He had claws and a stern face, the first images of Smokey Bear. As the years went on, the claws disappeared, so did the paws. They were replaced with fingers. Smokey was smiling and his name was on his hat and belt buckle.
It's the work of Kansas-born artist Rudy Wendelin. There were a lot of artists, and still are, who drew Smokey. Rudy is best-known for humanizing him. He was his caretaker for more than 30 years, the protector of the Smokey image.
"Wendelin famously said that he always felt like Smokey was down the hall, sort of watching over everything he did," said Scott Schweigert, curator of the Reading Public Museum.
In the beginning, Smokey was part of the war effort, created in the early 40s after a Japanese submarine surfaced and fired shells near a national forest. The U.S. government feared those we were battling would start forest fires, so they came up with a campaign to combat them, a catchy one.
"There's sort of a collective memory from Smokey from either when we were kids, or boy or girl scouts, or seeing his image on TV," said Schweigert. "His image is just sort of ubiquitous around the U.S. for years. for decades."
You can see his evolution in an exhibit at the museum through the end of August.
In 1950, the U.S. Forest Service found a real-life version of Smokey, a cub rescued from a forest fire in New Mexico. He was flown in his own plane to live out the rest of his life at the National Zoological Park in Washington, D.C.
There were Smokey dolls, Oscar-like awards known as the "Smokies," napkins for kids' birthday parties.
In 1964, Smokey was awarded his own ZIP code so you could write to him, and you still can. You can also follow him on Facebook, Twitter and Instagram.

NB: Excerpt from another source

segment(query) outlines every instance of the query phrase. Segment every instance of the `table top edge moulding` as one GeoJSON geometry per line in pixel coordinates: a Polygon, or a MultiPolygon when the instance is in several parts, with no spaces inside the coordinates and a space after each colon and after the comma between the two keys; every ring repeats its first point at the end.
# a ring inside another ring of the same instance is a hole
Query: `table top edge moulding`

But even an image so well known has had some identity issues. Is it Smokey Bear or does Smokey THE Bear sound right to you? Even though we like to give him one, Smokey has never had a middle name, and it's a song that created the confusion. It was released in 1952. The "THE" was added so the lyrics would work with the melody. It's a song still used by rangers.
"So that's a common misnomer," Schweigert said, "but it truly is just Smokey Bear, with no middle name."